Away the bull sped over the plain at unabated speed for about two hundred paces, when he suddenly turned and charged toward the guns. On he came for about a hundred yards, but evidently slackening his speed at every stride. At length he stopped altogether. His mouth was wide open, and I could now distinguish a mass of bloody foam upon his lips and nostrils - the ball had in reality passed through his lungs, and, making its exit from the opposite shoulder, it had even then flown across the lake. This was the proof of the effect of the twelve drachms of powder.
Having reloaded, I now advanced towards him, and soon arrived within fifty paces. He was the facsimile of the bull that had chased us on the previous day - the same picture of fury and determination; and, crouching low, he advanced a few paces, keeping his eyes fixed upon us as though we were already his own.
A short cough, accompanied by a rush of blood from his mouth, seemed to cause him great uneasiness, and he halted.
Again we advanced till within twenty paces of him. I would not fire, as I saw that he already had enough, and I wished to see how long he could support a wound through the lungs, as my safety in buffalo-shooting might in future depend upon this knowledge.
The fury of his spirit seemed to war with death, and, although reeling with weakness and suffocation, he again attempted to come on. It was his last effort; his eyes rolled convulsively, he gave a short grunt of impotent rage, and the next moment he fell upon his back with his heels in the air; he was stone dead, and game to the last moment.
I had thus commenced a revenge for the insult of yesterday; I had proved the wonderful power of the four-ounce rifle - a weapon destined to make great havoc amongst the heavy game of Ceylon.
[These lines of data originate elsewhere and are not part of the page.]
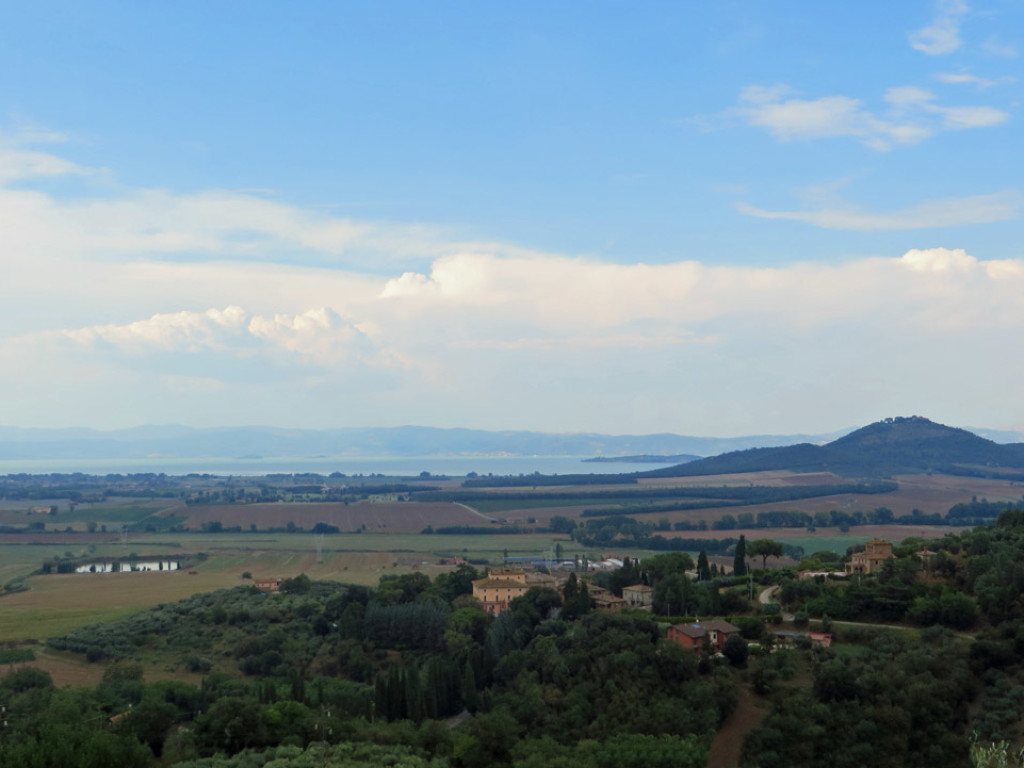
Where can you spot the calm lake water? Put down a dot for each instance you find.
(444, 465)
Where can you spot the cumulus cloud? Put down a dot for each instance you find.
(946, 212)
(942, 35)
(320, 337)
(911, 117)
(107, 315)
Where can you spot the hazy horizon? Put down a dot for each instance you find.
(765, 218)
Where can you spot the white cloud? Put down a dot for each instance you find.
(317, 337)
(946, 212)
(994, 47)
(105, 318)
(942, 35)
(912, 116)
(963, 78)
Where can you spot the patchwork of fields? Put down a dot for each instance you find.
(389, 539)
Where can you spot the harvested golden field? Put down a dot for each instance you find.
(397, 517)
(856, 534)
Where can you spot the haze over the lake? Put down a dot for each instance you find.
(717, 219)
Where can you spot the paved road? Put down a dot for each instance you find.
(767, 596)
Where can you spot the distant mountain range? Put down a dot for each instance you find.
(900, 445)
(804, 451)
(188, 442)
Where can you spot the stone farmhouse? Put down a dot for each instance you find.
(876, 552)
(715, 632)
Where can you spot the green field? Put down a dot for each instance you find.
(57, 603)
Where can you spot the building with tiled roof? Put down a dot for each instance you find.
(715, 631)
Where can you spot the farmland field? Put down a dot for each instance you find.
(58, 602)
(398, 517)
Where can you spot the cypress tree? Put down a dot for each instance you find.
(704, 569)
(739, 561)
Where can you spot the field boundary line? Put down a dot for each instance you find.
(474, 511)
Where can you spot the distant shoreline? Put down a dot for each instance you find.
(643, 459)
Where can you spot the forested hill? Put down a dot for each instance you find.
(893, 445)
Upon turning from the carcass before us, we observed to our surprise that a large herd of buffaloes, that were at a great distance when we had commenced the attack upon the bull, had now approached to within a few hundred yards, and were standing in a dense mass, attentively watching us. Without any delay we advanced towards them, and, upon arriving within about a hundred paces, we observed that the herd was headed by two large bulls, one of which was the largest that I had ever seen. The whole herd was bellowing and pawing the ground. They had winded the blood of the dead bull and appeared perfectly maddened.
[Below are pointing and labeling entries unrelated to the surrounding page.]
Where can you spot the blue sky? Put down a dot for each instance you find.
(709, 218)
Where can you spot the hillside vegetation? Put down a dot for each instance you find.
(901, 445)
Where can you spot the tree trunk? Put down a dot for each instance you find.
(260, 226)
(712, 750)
We continued to advance, and we were within about ninety paces of them when suddenly the whole herd of about two hundred buffaloes, headed by the two bulls before noticed, dashed straight towards us at full gallop. So simultaneous was the onset that it resembled a sudden charge of cavalry, and the ground vibrated beneath their heavy hoofs. Their tails were thrown high above their backs, and the mad and overpowering phalanx of heads and horns came rushing forward as though to sweep us at once from the face of the earth.
There was not an instant to be lost; already but a short space intervened between us and apparently certain destruction. Our gun-bearers were almost in the act of flight; but catching hold of the man who carried the long two-ounce rifle, and keeping him by my side, I awaited the irresistible onset with the four-ounce.